In Gewährleistungsfällen ist die Erstattung der Material- und Lohnkosten, die ein Vertragshändler aufgrund vertraglicher Vereinbarungen für die Beseitigung von Mängeln an den bei ihm gekauften Gegenständen vom Hersteller ersetzt bekommt, echter Schadensersatz, wenn sich der Gewährleistungsanspruch des Kunden nicht gegen den Hersteller, sondern gegen den Vertragshändler richtet (vgl. BFH vom 16.7.1964, V 23/60 U, BStBl III 1964, 516). In diesen Fällen erfüllt der Händler mit der Garantieleistung unentgeltlich eine eigene Verpflichtung gegenüber dem Kunden aus dem Kaufvertrag und erhält aufgrund seiner Vereinbarung mit dem Herstellerwerk von diesem den durch den Materialfehler erlittenen, vom Werk zu vertretenden Schaden ersetzt (BFH vom 17.2.1966, V 58/63, BStBl III 1966, 261; s.a. Abschn. 1.3 Abs. 8 UStAE sowie BMF vom 3.12.1975 unter B.III.1.).

3.2.3. Herstellergarantie

Ist der Hersteller dem Fahrzeugkäufer zur Garantieleistung verpflichtet, so stellt die Durchführung der Reparatur eine Leistung des Herstellers an den Fahrzeugkäufer dar. Diese Leistung ist nicht umsatzsteuerbar, weil ihr kein Entgelt gegenübersteht. Der Hersteller bedient sich bei der Reparatur der Vertriebsfirma als seines Erfüllungsgehilfen. Die Vertriebsfirma bewirkt eine Leistung an den Hersteller. Soweit hierfür ein Entgelt gezahlt wird, unterliegt diese Leistung der Umsatzsteuer (BMF vom 3.12.1975, BStBl I 1975, 1132 unter B.II.). Die umsatzsteuerrechtliche Beurteilung zeigt die folgende Übersicht.

Beispiel 2:

Der Autoverkäufer V veräußert einen neuen Pkw des Herstellers H an den Kunden K. H und K vereinbaren eine Herstellergarantie. Innerhalb der Garantiezeit tritt ein Mangel ein. K hat deshalb einen eigenständigen Anspruch gegen H auf Reparatur. H erteilt den Reparaturauftrag an V, der den Mangel in seiner Vertragswerkstatt repariert. Die dafür anfallenden Kosten reicht V an den Hersteller weiter.

Lösung 2:

S.a. das Beispiel unter III.3 des Beitrags von Eich u.a., UStB 2023, 327.

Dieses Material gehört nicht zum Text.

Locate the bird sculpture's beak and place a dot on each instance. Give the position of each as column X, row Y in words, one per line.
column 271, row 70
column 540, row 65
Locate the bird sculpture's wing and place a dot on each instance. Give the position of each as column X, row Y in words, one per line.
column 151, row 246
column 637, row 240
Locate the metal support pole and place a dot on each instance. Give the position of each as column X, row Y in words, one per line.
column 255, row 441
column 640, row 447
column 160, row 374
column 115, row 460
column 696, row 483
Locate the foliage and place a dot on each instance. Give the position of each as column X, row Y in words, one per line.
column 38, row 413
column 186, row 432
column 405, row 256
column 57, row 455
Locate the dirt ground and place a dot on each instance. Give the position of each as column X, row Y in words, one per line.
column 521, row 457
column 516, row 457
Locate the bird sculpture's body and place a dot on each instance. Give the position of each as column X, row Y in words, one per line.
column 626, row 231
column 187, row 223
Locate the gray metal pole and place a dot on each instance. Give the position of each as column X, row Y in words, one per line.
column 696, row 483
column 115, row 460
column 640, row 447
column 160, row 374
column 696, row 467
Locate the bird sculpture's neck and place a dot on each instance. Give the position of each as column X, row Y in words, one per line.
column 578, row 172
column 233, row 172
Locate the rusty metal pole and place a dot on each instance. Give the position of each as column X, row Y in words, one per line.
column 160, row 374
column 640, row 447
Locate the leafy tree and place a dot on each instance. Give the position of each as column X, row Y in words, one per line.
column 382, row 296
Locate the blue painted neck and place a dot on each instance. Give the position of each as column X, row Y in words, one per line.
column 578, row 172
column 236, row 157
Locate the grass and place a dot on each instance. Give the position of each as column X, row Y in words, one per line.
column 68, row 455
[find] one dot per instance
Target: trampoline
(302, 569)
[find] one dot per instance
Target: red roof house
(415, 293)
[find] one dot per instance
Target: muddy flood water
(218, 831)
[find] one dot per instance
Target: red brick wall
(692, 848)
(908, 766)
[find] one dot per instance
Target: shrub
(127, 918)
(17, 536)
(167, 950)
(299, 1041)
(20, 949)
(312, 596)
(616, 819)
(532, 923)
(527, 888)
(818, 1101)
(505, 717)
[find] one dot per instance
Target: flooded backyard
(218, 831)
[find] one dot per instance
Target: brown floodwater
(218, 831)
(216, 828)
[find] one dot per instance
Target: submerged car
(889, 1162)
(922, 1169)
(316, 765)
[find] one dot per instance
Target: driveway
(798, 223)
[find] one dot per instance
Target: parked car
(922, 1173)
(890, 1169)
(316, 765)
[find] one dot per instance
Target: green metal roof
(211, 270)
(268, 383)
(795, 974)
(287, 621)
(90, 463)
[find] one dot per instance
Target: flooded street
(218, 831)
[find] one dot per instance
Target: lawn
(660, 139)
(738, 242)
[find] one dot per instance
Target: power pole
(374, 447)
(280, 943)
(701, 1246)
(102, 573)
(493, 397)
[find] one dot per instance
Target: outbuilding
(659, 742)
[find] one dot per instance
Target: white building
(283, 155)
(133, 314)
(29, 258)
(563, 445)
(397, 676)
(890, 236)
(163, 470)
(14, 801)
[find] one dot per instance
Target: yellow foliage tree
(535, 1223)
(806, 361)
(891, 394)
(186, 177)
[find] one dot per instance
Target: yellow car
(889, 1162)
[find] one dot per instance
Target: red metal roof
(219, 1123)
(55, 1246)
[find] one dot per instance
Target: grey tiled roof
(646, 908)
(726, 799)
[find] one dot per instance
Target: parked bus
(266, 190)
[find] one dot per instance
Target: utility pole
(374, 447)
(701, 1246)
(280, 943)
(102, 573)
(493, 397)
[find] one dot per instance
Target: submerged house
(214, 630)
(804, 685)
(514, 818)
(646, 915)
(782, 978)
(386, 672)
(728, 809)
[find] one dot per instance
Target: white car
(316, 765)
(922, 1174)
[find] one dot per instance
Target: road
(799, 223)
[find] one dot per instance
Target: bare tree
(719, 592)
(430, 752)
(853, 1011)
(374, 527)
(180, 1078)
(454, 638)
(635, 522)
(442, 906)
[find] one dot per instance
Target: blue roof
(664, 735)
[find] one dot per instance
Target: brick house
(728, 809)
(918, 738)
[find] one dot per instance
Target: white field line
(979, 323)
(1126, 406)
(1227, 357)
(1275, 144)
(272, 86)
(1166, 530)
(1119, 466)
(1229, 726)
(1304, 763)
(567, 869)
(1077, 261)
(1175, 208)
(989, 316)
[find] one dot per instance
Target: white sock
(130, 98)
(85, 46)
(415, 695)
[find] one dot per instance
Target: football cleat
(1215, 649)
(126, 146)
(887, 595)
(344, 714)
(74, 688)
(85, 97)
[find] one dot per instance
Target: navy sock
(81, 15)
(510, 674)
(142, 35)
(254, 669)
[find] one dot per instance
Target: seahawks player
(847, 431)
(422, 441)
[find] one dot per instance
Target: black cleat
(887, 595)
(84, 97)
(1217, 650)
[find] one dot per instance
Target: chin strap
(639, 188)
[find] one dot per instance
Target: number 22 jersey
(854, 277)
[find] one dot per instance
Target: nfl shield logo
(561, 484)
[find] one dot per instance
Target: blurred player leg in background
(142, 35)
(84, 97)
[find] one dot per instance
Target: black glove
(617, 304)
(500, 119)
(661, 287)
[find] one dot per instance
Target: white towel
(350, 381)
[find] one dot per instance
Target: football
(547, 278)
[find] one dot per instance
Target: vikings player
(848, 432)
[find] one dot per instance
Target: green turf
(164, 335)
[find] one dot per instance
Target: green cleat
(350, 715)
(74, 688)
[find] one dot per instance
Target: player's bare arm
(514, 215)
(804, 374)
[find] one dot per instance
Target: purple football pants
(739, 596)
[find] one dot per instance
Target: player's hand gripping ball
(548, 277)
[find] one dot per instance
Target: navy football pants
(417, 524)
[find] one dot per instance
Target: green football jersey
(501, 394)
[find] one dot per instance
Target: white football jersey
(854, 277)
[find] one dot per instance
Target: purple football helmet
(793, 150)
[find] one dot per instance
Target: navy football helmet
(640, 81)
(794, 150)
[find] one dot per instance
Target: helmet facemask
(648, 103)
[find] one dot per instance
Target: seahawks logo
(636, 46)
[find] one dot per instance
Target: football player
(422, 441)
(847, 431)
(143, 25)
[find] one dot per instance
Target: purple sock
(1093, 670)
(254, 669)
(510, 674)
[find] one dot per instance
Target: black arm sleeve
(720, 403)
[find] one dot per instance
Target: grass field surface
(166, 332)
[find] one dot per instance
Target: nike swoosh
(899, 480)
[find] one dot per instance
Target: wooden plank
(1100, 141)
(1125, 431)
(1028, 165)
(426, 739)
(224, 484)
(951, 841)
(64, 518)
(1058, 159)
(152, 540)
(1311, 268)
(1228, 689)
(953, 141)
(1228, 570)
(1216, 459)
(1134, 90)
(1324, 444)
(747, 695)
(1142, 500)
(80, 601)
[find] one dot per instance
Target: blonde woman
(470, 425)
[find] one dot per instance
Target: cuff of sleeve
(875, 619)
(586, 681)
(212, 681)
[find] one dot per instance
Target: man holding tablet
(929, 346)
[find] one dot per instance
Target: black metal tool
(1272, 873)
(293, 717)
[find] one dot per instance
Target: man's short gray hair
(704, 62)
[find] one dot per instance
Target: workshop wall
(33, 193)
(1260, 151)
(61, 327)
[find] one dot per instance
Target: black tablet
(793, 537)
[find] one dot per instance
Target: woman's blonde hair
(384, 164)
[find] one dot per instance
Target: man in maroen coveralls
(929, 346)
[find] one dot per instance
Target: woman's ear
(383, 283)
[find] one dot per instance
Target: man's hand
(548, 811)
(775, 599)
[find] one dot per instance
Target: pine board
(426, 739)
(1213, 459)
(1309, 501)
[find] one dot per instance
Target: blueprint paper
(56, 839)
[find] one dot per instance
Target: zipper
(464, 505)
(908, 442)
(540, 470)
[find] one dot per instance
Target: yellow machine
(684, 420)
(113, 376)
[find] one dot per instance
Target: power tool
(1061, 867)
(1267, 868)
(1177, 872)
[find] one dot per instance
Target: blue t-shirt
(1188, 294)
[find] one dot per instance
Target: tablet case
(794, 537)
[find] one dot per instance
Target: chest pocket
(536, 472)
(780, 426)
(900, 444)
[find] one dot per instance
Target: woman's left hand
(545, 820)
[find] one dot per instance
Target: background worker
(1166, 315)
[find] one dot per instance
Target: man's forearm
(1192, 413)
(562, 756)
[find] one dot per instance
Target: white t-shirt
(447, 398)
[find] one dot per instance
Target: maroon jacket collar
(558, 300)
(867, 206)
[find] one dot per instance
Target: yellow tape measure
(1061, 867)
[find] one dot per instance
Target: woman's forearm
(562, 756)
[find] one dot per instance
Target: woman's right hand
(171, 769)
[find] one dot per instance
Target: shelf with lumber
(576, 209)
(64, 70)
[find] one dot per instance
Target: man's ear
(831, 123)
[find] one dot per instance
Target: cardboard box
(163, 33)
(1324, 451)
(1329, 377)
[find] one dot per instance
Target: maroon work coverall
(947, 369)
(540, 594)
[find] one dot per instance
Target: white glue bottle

Mit der Beseitigung des Mangels wird die Vertriebsfirma V als Erfüllungsgehilfe für den Hersteller tätig und führt eine eigene Leistung an diesen aus. Sie erhält hierfür vom Fahrzeugkäufer kein Entgelt, sondern macht ihrerseits die Kosten gegenüber dem Hersteller H geltend. Die für die Reparatur bei V entstandenen Kosten sind nach § 1 Abs. 1 Nr. 1 Satz 1 UStG gegenüber H als steuerbare Leistung zu behandeln.

Die Lohnkosten sind immer Bestandteil des Leistungsaustauschs.

Gewährt der Hersteller der Vertriebsfirma nur eine Gutschrift über die Lohnkosten und überlässt der Vertriebsfirma anstelle des bei der Gewährleistungsreparatur verwendeten Ersatzteils der Vertriebsfirma kostenlos ein entsprechendes Ersatzteil, dann sind die Entnahme des Ersatzteils aus dem Lager der Vertriebsfirma und die Rückgewähr eines entsprechenden Teils durch den Hersteller als nichtsteuerbare Hingabe und Rückgabe eines unentgeltlichen Sachdarlehens zu beurteilen. Eine zusätzliche Lieferung des Herstellers, die als Gegenleistung für die Leistung der Vertriebsfirma zu werten wäre, liegt nicht vor (BFH vom 14.7.1966, V 16/64, BStBl III 1966, 615). Der Umsatz der Vertriebsfirma erschöpft sich in der Arbeitsleistung, er bemisst sich nach dem Gutschriftsbetrag für die Lohnkosten.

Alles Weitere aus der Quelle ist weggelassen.